Eis que no ultimo poema do ano
leremos os sinais, aqueles que ocultamos,
nos objetos ritualísticos,
na matéria que parece irrelevante
Durante o último poema do ano
Em visões sucessivas, projetaremos, em céus particulares
nas telas internas, e nos menores símbolos
os rostos daqueles que sumiram,
que nos escaparam por um fio
ceifados sem que soubéssemos,
ou déssemos conta de suas partidas sem aviso
aqueles que estavam em distâncias intransponíveis,
Neste último poema do presente ano
é mister aspirar pelo regresso dos que amamos,
mas, também, dos que deveríamos ter aprendido a tolerar
Enquanto lemos o último poema do ano
os corações, que normalmente balançam sob tumultos
Fazem revisões, desfilam à exposição das vulnerabilidades
recolhem-se, estoicos, à passagem das turbulências
sem ceder ao caos das aparências
No último poema do ano
Estaremos todos juntos, aqui, ali, ou em Jerusalém
Aqui, ou nos desafios que não poderemos mais numerar
Como os decretos, incognoscíveis,
Que não sendo apenas humanos,
Vem do Alto, e com eles, esticamos a peneira da colheita
Durante o último poema do ano
Ficaremos próximos, pela paz
Mas também sentinelas, atentos às lutas
Solidários como quem soube
Que estamos sempre perto do risco
E das transformações perigosas
Enquanto passamos através deste último poema do ano
Podemos enxergar o grande tecido, a coisa extensa
Aquela que contém a totalidade das pessoas
E que nos ajeita no mesmo tapete
que oscila, sob a inconstância do vento
E no capricho errático do tempo
Neste último poema do ano
Não há só o shofar, nem só o som do chifre do carneiro
Mas, fragmentos musicais
que, de ouvido, decompomos para formar hinos
O hino que disputa a vida
Contra as forças do atraso e da violência
Que estão por todos os lados
e fizeram sumir o meridiano dos centros
Ainda no último poema do ano
A liberdade mostra-se arredia
E merece um penúltimo esforço
Uma miríade de canais abertos que irrigam
com sementes as tempestades sem controle
E no ultimo poema do ano
O aniversario da humanidade fará emergir
o sopro de vida que neutraliza pulsões e tiranias.

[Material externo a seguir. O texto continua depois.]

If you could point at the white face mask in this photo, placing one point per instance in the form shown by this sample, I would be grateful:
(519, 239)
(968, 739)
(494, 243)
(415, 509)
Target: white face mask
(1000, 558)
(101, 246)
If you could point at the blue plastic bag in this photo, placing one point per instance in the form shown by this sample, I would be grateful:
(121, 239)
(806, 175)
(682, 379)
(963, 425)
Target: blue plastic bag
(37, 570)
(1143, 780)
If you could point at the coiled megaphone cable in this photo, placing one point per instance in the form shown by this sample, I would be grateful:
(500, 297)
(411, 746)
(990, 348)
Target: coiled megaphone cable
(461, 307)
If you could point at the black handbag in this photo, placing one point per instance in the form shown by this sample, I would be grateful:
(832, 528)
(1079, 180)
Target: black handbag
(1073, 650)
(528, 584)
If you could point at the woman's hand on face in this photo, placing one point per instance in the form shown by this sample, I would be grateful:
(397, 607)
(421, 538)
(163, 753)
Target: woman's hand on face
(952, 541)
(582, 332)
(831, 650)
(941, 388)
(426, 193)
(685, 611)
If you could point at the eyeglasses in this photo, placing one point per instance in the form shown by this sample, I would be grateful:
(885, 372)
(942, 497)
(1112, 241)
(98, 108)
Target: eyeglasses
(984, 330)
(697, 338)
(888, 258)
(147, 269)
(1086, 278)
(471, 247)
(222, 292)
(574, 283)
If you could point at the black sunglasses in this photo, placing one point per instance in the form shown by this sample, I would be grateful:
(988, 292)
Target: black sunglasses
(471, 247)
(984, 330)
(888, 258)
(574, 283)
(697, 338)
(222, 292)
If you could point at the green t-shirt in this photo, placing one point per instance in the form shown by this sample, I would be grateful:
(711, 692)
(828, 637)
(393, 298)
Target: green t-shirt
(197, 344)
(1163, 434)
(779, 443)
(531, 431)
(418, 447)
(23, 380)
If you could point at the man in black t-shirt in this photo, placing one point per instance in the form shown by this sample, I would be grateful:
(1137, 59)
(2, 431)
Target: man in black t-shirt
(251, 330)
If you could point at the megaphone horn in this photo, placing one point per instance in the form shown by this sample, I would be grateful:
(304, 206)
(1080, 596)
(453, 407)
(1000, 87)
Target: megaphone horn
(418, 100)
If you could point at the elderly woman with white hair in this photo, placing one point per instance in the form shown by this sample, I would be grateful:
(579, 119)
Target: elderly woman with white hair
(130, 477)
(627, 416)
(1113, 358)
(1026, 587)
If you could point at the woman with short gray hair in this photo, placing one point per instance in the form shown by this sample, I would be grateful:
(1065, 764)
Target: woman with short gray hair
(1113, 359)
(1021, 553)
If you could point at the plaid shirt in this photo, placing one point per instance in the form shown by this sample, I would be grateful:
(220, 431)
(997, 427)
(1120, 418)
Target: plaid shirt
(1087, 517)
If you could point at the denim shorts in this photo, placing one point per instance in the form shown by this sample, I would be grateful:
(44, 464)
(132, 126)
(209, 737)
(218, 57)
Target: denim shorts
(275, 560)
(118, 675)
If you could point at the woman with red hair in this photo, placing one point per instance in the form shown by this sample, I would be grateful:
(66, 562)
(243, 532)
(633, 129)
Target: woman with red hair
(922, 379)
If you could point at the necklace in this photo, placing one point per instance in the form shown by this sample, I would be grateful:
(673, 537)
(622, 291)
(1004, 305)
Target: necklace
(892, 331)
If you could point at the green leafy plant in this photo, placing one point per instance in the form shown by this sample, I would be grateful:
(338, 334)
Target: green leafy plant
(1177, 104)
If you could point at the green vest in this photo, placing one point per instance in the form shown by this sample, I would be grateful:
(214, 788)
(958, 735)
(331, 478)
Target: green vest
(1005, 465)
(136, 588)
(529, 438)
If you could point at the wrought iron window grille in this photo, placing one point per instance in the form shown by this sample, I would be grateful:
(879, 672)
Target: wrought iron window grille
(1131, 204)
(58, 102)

Dentro do último poema do ano
encontram-se liberdades em expansão,
dúvidas sobre o extensão do livre arbítrio,
bem-aventuranças em estado de hibernação,
e, se desconhecemos o porvir do multiverso
temos uma e a mesma certeza
a correnteza é o solo que temos em comum
e, que neste último poema do ano
Às vésperas de 5782,
os igarapés formem uma confluência imprevisível
no irretorquível livro da vida, a árvore que nunca termina,
Quando as lembranças dos nossos queridos
formarão uma galeria dos afetos
em permanente e ininterrupta exposição.
Shaná Tová!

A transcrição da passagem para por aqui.